В Москве вызвали своих докторов, и, как позднее рассказывала Елена Сергеевна и М. О. Чудаковой, и В. Я. Лакшину, те не стали скрывать от коллеги-пациента истинного положения дел.
«…в сентябре 1939 года, когда в состоянии здоровья Булгакова наступило резкое ухудшение, один из осматривавших его профессоров сказал: „Ну, вы, Михаил Афанасьевич, должны знать, как врач, что болезнь ваша неизлечима“. А выйдя в коридор, сказал так, что больной мог услышать: „Это вопрос нескольких дней“» [32; 418]. Это запись Лакшина, а вот у Чудаковой: «…это вопрос трех дней… Он слышал это… Я уверена, что, если б не эта фраза, – болезнь пошла бы иначе… Это убило его, – а он и то ведь прожил после этого не три дня, а шесть месяцев…» [142; 471]
«Вот и настал мой черед.
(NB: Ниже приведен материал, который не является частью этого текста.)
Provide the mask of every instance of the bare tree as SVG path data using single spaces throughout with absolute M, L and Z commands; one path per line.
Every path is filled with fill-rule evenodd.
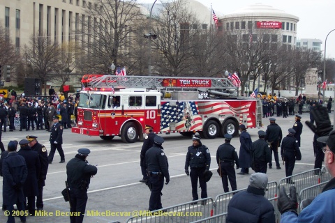
M 48 73 L 54 70 L 60 60 L 60 47 L 45 33 L 40 36 L 36 33 L 30 38 L 29 45 L 24 47 L 24 56 L 34 70 L 34 75 L 40 78 L 44 84 L 44 95 L 46 95 L 46 82 L 51 77 Z

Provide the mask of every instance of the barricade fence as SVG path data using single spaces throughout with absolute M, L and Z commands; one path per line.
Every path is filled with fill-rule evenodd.
M 281 213 L 277 207 L 277 199 L 279 190 L 284 187 L 288 194 L 290 192 L 290 187 L 294 185 L 297 188 L 299 205 L 300 202 L 308 197 L 316 197 L 321 192 L 331 179 L 330 174 L 323 167 L 322 169 L 314 169 L 302 173 L 292 175 L 281 179 L 279 183 L 276 181 L 269 182 L 267 185 L 265 197 L 272 203 L 274 208 L 276 219 L 278 221 Z M 292 180 L 295 183 L 288 183 Z M 207 198 L 195 201 L 189 201 L 158 210 L 154 213 L 144 214 L 140 216 L 133 216 L 127 220 L 127 223 L 134 222 L 205 222 L 218 223 L 225 222 L 228 214 L 228 203 L 233 195 L 241 191 L 245 191 L 247 188 L 218 194 L 215 200 L 212 198 Z M 205 205 L 202 205 L 202 201 L 205 201 Z M 299 213 L 300 210 L 299 210 Z M 193 213 L 193 214 L 191 214 Z

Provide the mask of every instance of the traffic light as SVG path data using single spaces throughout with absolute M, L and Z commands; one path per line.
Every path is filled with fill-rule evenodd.
M 3 78 L 6 78 L 7 82 L 10 82 L 10 66 L 5 65 L 3 68 Z

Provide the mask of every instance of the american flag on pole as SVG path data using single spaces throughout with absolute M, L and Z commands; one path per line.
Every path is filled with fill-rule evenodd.
M 327 85 L 327 79 L 322 83 L 322 89 L 325 89 Z
M 216 26 L 216 28 L 218 28 L 218 17 L 216 17 L 216 15 L 215 14 L 214 10 L 212 10 L 212 11 L 213 11 L 213 20 L 214 20 L 215 26 Z
M 255 89 L 255 91 L 250 95 L 250 98 L 256 98 L 258 94 L 258 88 Z
M 241 81 L 239 78 L 239 76 L 236 73 L 236 72 L 234 72 L 232 75 L 231 73 L 229 73 L 228 79 L 232 81 L 232 84 L 234 84 L 234 86 L 241 86 Z
M 117 70 L 115 70 L 115 75 L 117 76 L 126 76 L 127 74 L 126 73 L 126 68 L 124 67 L 121 69 L 121 67 L 117 67 Z

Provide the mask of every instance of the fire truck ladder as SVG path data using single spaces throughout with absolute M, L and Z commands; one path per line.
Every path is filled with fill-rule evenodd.
M 206 79 L 211 80 L 211 86 L 207 87 L 163 86 L 163 80 L 171 79 Z M 114 89 L 142 88 L 169 91 L 202 91 L 219 95 L 230 94 L 238 88 L 228 78 L 201 78 L 188 77 L 154 77 L 154 76 L 116 76 L 91 75 L 86 80 L 87 86 L 93 88 L 113 87 Z

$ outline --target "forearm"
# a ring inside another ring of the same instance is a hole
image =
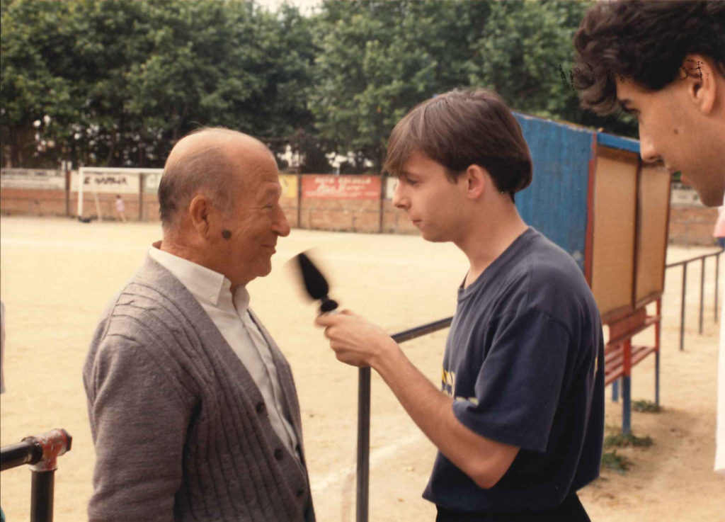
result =
[[[391,339],[392,341],[392,339]],[[372,361],[398,401],[439,450],[481,487],[492,486],[518,449],[483,437],[453,413],[453,399],[437,389],[397,345]]]

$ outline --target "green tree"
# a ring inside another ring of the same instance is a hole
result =
[[[328,1],[310,98],[320,135],[378,170],[387,136],[413,105],[465,85],[482,2]]]
[[[157,166],[202,125],[281,148],[311,125],[310,24],[241,0],[3,0],[3,161]]]
[[[58,74],[72,41],[68,6],[3,0],[0,17],[2,162],[52,164],[62,147],[57,136],[78,114],[72,82]]]

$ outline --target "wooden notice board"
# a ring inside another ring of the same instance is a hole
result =
[[[636,154],[597,147],[592,291],[605,323],[632,310],[638,164]]]
[[[661,166],[643,165],[639,172],[636,307],[658,298],[664,287],[670,178]]]

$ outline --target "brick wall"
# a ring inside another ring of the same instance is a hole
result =
[[[393,206],[389,199],[386,199],[383,205],[383,232],[405,234],[419,233],[405,212]]]
[[[708,208],[700,204],[672,204],[670,207],[670,243],[700,246],[716,244],[713,228],[717,218],[717,208]]]
[[[376,233],[380,231],[380,202],[309,198],[302,201],[302,228]]]
[[[32,188],[3,188],[0,212],[5,215],[67,215],[65,191]]]

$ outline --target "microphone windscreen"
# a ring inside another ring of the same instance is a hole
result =
[[[326,297],[330,287],[327,284],[327,280],[312,260],[302,252],[297,254],[297,262],[299,263],[299,271],[302,275],[304,288],[310,297],[315,299]]]

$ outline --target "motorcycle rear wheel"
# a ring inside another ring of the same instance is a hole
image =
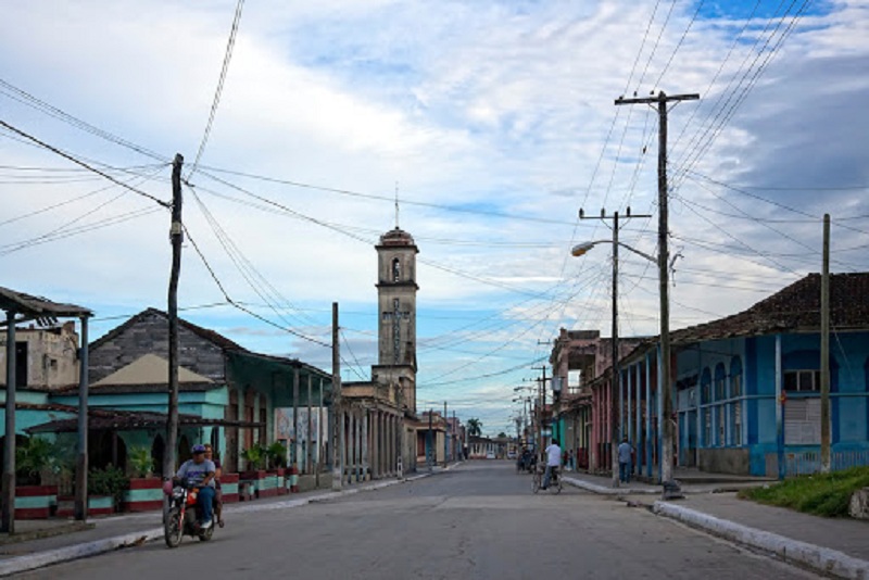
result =
[[[166,540],[166,546],[178,547],[181,544],[182,534],[181,512],[178,507],[173,507],[166,515],[166,524],[163,526],[163,538]]]

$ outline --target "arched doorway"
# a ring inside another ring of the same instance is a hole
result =
[[[190,454],[190,440],[187,439],[187,436],[181,436],[178,440],[178,465],[175,468],[180,467],[190,457],[192,457]]]
[[[166,452],[166,443],[163,441],[163,436],[159,434],[154,438],[154,442],[151,444],[151,459],[154,463],[154,471],[159,476],[163,476],[163,457],[165,456]]]

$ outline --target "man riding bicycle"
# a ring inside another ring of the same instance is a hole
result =
[[[543,476],[543,487],[541,489],[546,489],[550,487],[550,480],[552,479],[552,475],[555,474],[555,477],[558,477],[558,468],[562,465],[562,447],[558,446],[558,440],[553,439],[552,444],[546,447],[546,474]]]

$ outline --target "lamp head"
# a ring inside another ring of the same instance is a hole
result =
[[[594,248],[594,242],[578,243],[574,247],[572,250],[570,250],[570,255],[572,255],[574,257],[579,257],[589,250],[591,250],[592,248]]]

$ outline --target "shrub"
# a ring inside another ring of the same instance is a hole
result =
[[[151,457],[151,451],[147,447],[130,449],[127,453],[127,462],[136,477],[148,477],[154,470],[154,458]]]
[[[847,517],[851,495],[869,486],[869,467],[786,479],[767,488],[742,490],[740,497],[823,517]]]
[[[124,491],[129,489],[129,478],[124,470],[114,465],[104,469],[91,469],[88,475],[88,495],[111,495],[115,505],[124,499]]]

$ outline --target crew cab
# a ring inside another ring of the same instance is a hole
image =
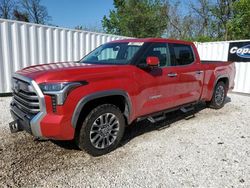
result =
[[[112,41],[77,62],[17,71],[10,130],[74,139],[80,149],[99,156],[114,150],[133,122],[156,122],[171,110],[200,101],[223,107],[234,77],[234,63],[201,62],[192,42]]]

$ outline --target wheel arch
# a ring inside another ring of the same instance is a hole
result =
[[[131,99],[129,97],[129,95],[127,94],[127,92],[123,91],[123,90],[106,90],[106,91],[100,91],[100,92],[96,92],[96,93],[92,93],[90,95],[84,96],[76,105],[76,108],[74,110],[74,113],[72,115],[72,119],[71,119],[71,124],[74,128],[77,127],[80,115],[82,113],[82,111],[84,111],[84,109],[86,107],[88,107],[88,104],[91,104],[91,102],[96,102],[98,104],[98,102],[100,102],[99,104],[102,104],[102,101],[107,101],[107,99],[123,99],[123,101],[119,101],[121,103],[124,103],[124,109],[121,110],[124,114],[125,120],[127,123],[131,123],[130,122],[130,115],[132,113],[132,104],[131,104]],[[108,100],[108,101],[109,101]],[[116,100],[112,101],[111,103],[115,104]],[[120,103],[120,104],[121,104]],[[119,108],[121,106],[118,106]]]
[[[213,91],[215,90],[215,87],[217,85],[217,83],[219,83],[220,81],[224,82],[224,84],[226,85],[227,89],[229,87],[229,77],[227,75],[220,75],[217,77],[216,81],[214,82],[214,87],[213,87]]]

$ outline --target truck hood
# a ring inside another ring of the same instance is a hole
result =
[[[77,62],[63,62],[35,65],[17,71],[17,74],[29,77],[38,84],[43,82],[71,82],[96,79],[121,71],[128,65],[97,65]]]

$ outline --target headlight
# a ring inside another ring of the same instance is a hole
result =
[[[87,82],[42,83],[39,87],[44,94],[53,96],[56,105],[63,105],[72,89],[86,84]]]
[[[70,83],[52,83],[52,84],[40,84],[40,88],[41,90],[46,93],[46,92],[50,92],[50,91],[61,91],[63,90],[63,88],[65,88],[65,86],[67,86]]]

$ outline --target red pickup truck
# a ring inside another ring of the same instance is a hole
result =
[[[113,41],[78,62],[17,71],[9,125],[38,138],[75,139],[80,149],[103,155],[132,122],[156,122],[199,101],[221,108],[234,76],[234,63],[201,62],[191,42]]]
В середине этого месяца я тяжело заболел, у меня болезнь почек, осложнившаяся расстройством зрения. Я лежу, лишенный возможности читать и писать, и глядеть на свет <…> связывает меня с внешним миром только освещенное окошечко радиоаппарата, через которое ко мне приходит музыка» [13; 523–524], – сообщал Булгаков другу юности А. П. Гдешинскому в те же последние дни сентября 1939 года, когда в мире уже почти месяц как шла война и из окошка радиоаппарата доносилась не только музыка, но и известия о военных действиях, предсказанных им когда-то в «Адаме и Еве».
«Я этого уже, конечно, не узнаю, но вы узнаете. Помяните мое слово: война наделает в мире много бед, в Париже на бульварах будут расти вот такие огороды (он показал жестом – какие они будут), потому что парижанам нечего будет кушать» [32; 381], – говорил он Ленчу.
«Мое письмо, к сожалению, не может быть обстоятельным, так как мучают головные боли» [13; 524], – коротко писал Булгаков Попову в начале октября.